<
>

CSK do CSK things as Dhoni masterminds route to yet another IPL final

play
Tom Moody: CSK's an example of a perfect high-performance environment (2:13)

Tom Moody and Sanjay Manjrekar on what makes CSK, under Stephen Fleming and MS Dhoni, so successful (2:13)

When a batter is struggling the way Devon Conway was, the broadcast cameras turn to the dugout and the dressing room for reactions. Seen as the new Michael Hussey for Chennai Super Kings, Conway seemed unable to hit out or get out even as Ruturaj Gaikwad scored fluently at the other end. It was like he was in quicksand: the harder he tried, the deeper he sank. He was in control of exactly half the deliveries he faced.

Yet, no camera could spot a reaction in the dugout, where coach Stephen Fleming sat, or in the dressing room, where MS Dhoni sat. Dhoni has been through this before. He has seen Yuvraj Singh get stuck in the T20 World Cup final in 2014 but with much less luck than Conway, who at least found a few edged boundaries. He has seen Ravindra Jadeja get stuck in a previous T20 World Cup in England, but that has not stopped him from backing Jadeja.

You wonder if Dhoni was reminded of that Dhaka night, but you also had to be certain that not for a second would anyone in that camp have even thought of something as funky as pulling one of their most reliable batters out so that someone else can have a go.

CSK don't believe in anything funky. If a specialist batter of their side is finding it tough out there, they believe there's every chance the new batter will find it tougher. They are happy as long as the player is showing the right intent and trying to do what he has trained for.

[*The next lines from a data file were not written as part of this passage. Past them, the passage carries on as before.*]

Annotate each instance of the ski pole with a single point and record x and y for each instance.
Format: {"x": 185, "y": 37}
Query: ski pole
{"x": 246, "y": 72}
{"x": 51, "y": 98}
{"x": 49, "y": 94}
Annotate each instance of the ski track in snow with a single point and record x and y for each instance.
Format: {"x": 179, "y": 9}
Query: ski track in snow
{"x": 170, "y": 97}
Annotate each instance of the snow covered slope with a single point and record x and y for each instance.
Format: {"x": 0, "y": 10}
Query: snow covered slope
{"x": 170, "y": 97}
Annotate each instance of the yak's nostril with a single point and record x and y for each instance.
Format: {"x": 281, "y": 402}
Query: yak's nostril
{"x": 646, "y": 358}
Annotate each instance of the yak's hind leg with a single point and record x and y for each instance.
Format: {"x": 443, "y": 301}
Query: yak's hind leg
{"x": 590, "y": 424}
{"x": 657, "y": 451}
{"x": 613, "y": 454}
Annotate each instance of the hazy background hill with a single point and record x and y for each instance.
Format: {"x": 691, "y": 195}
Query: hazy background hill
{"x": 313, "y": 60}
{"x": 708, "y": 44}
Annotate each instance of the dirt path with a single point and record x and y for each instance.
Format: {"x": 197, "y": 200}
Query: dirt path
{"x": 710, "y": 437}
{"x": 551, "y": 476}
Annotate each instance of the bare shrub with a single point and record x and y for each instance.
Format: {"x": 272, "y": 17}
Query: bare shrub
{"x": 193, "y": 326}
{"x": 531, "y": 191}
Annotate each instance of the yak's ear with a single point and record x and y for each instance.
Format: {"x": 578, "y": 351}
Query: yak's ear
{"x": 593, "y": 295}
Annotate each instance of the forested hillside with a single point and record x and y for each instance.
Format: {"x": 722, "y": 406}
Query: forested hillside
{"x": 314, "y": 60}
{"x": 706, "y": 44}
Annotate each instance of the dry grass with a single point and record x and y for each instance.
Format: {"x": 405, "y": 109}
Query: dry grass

When the camera did catch a reaction from Dhoni, it was when the game was done and dusted, as GT needed 31 off eight with one wicket in hand, and Tushar Deshpande tried to bluff Mohammed Shami looking for a wicket. He let out a long "kyuuuuuun" [whyyyyyyy] and showed Deshpande the number of fielders on the off side when he bowled at Shami's pads.

In the same vein, Dhoni said in the post-match presentation that he has told his fielders that dropping a catch won't draw a reaction from him but not looking at him all the time - he is a fastidious captain who keeps moving his fielders a couple of feet this way or that often - will not be good for them.

The process matters, the results don't: it sounds good to hear, but in a playoff, when the match is slipping away, when you are aware of what the dew did to your bowlers in the last match at the same venue, there aren't many leaders other than Dhoni and Fleming who still manage to believe that the team making fewer mistakes wins more often than not.

On the night, Hardik Pandya said their side made more "basic errors". Despite being the best side in the tournament, they were doing all the running: bringing in a player for the first time this IPL, disrupting the batting order that won them the last match without a straightforward reason. Pandya also said they gave up two-three slot balls too many, which was the difference between the two sides.

This isn't to vindicate not improvising. CSK and India under Dhoni have lost matches in the past when they perhaps would have been better off improvising, but CSK are happy to live with those days when the other side wins despite making more errors in a format of cricket that depends heavily on luck. They are happy with 160 and competing rather than going for 180 and risking being bowled out for 140.

The luck was on CSK's side. Only the second front-foot no-ball by Gujarat Titans turned out to be the one that got Ruturaj Gaikwad's wicket, who went on to become the Player of the Match. CSK scored 14 extra runs because of that according to ESPNcricinfo's Luck Index; they won by 15.

More importantly, the dew arrived later than the other night and offered them a 45-minute period between the powerplay and the death where Jadeja and Maheesh Theekshana were able to turn the ball at high speed. At such times, the combination of Dhoni and Jadeja is irresistible, and Theekshana is quickly joining the club.

Even when a mistake was inevitable, Dhoni had the presence of mind to choose the smaller one. We don't know what the fitness issue was, but Matheesha Pathirana was off the field for some time after his first over. At the time the 16th over was starting, he still had not served enough time on the field to be able to start his second over. Had he not bowled Pathirana then, Dhoni would have had to do without four overs from his main weapon at the death.

Between having to miss out on one Pathirana over and instead bowling a bowler who is cold, and having an extra fielder in the circle for one over, Dhoni picked the obvious lesser evil. He let the clock run until the umpires said Pathirana had served his time, and went ahead without fuss. This was Dhoni's captaincy version of what he tells his bowlers: if you bowl a bad over, make sure it is 13-14-run bad and not 20-run bad.

In an endearing post-match interview, Dhoni was asked if he has reached a stage where he can call the 10th IPL final in 14 attempts just another final. Already a little emotional from the generous reaction from the crowd, Dhoni said that in a tournament as big as IPL there can never be "just another final". Who knows it could even be the last match he plays for CSK. For four hours on Sunday then, can he and Fleming pretend the results don't matter and the process does?